異世界で、なんちゃって王宮ナースになりました。
「だが、こうするしかなかった。兄上が王になれば、この国は戦火に包まれる」

「シェイド様、それはどういうことでしょうか?」

「兄上は王位を確実に自分のものとするため、国王やオルカ……実の弟を手にかけたのだ。俺は側室の息子で兄上と弟のオルカとは腹違いの兄弟なんだが、家族としての情はもっていた。だから、目的のために簡単に血を流す兄上に王位を継がせるわけにはいかなかった」

 私の中の彼の第一印象は、どんなときも穏やかで優しい青年だった。けれど、シェイド様にはまだ、私の知らない一面があるらしい。

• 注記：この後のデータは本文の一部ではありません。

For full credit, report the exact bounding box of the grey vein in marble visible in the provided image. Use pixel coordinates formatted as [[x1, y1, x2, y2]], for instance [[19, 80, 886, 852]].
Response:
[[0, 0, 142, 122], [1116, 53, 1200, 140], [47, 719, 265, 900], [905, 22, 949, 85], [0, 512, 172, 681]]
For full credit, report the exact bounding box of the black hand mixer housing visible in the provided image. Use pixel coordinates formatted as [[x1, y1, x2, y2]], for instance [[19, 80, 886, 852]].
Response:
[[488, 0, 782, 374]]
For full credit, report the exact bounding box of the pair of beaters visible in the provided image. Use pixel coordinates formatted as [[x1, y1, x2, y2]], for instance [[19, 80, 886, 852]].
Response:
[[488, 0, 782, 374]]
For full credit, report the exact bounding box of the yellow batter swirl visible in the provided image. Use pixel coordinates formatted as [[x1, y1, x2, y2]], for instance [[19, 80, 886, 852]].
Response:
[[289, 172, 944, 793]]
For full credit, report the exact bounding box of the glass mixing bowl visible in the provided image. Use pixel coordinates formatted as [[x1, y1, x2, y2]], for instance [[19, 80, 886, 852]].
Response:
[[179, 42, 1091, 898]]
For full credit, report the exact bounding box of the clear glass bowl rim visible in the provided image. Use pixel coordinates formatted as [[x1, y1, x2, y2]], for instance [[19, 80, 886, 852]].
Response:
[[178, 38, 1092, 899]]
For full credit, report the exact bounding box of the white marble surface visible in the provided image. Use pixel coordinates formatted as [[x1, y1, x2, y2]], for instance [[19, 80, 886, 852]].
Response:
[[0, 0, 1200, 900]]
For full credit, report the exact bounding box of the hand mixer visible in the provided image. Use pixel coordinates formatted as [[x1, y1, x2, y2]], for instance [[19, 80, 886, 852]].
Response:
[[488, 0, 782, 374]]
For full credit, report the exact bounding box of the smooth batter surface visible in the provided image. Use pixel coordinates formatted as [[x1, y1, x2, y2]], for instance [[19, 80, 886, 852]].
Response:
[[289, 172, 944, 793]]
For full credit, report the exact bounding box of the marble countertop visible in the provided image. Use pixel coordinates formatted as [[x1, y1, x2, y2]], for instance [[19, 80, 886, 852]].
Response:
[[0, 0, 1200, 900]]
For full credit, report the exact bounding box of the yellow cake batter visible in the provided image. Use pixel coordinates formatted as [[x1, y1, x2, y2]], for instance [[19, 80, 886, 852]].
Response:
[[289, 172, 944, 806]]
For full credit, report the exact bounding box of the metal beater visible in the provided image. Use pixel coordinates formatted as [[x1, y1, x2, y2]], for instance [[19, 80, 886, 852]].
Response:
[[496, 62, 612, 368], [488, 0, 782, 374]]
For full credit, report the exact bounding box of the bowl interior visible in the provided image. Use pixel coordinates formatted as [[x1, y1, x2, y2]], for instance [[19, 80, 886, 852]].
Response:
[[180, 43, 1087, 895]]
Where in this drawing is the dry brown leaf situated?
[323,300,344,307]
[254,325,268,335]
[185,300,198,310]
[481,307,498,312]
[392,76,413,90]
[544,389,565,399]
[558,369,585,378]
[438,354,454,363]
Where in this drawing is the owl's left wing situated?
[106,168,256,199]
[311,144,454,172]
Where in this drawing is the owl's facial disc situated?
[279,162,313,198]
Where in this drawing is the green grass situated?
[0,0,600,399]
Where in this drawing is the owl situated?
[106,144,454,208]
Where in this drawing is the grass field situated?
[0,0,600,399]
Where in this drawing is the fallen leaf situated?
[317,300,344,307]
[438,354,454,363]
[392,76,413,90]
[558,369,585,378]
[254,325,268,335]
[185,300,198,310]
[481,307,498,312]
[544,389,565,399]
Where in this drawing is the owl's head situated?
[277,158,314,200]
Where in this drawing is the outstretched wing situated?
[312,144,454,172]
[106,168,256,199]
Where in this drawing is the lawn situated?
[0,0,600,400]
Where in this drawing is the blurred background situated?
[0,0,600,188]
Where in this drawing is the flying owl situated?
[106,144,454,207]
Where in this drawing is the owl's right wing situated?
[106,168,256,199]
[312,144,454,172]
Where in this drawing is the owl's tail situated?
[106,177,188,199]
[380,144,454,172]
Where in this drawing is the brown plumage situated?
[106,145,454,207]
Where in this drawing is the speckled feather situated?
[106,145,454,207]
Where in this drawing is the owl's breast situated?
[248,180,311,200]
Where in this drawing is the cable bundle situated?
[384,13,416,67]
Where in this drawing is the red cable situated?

 その瞳の中に、静かな怒りが揺らめいている。彼は民を導く王子として聖人のように清らかな輝きを纏っているけれど、その胸を相反する黒い憎しみの炎で焦がしている。誰も気づかれないように、ひとりで苦しんでいるのだ。

「国を手に入れて、次に兄上が手に入れようとするのは他国だ。それを危惧していたからこそ、ミグナフタ王は助力してくれるんだ。兄上はなぜか、自分が上に立つことに固執しているからな」

 どうしても、避けられない戦だったのだろう。王位の奪還ではなく、国のためでもなく、ここにいる全員を生かすために導くと言った彼なら、避けられる戦はしないはずだ。

「戦争が続けば、国政に時間をかけられなくなる。それはつまり、王家に助けを求める民に手を差し伸べないことと同義だ」

 この村も王家から物資の支給など、そういった援助を受けていたのかもしれない。それが内戦で途絶えれば、当然のことだが村も人も滅びるしかない。村の荒れ果てた理由をなんとなく悟った私は、自分がいかに幸せな地で生まれたのかを実感する。

「ここが村長の家だな」

 村の中で一番大きい家の前にやってくると、シェイド様が扉をノックする。少しして中から出てきたのは、白髪のやせ細った老人だった。

 先ほどアスナさんが訪ねたからか、私たちの姿を見て「またか」とため息をつかれる。

「何度来ても、ここにはあなた方を匿える食料も寝床もありませんよ。シェイド王子、あなた方を庇って住む土地まで奪われたらたまったもんじゃない」

 老人の言い分は、ごもっともだった。勝手に王位争いを始めたくせに国を統治する役割を放り出して、挙句に助けろだなんて都合がよすぎる。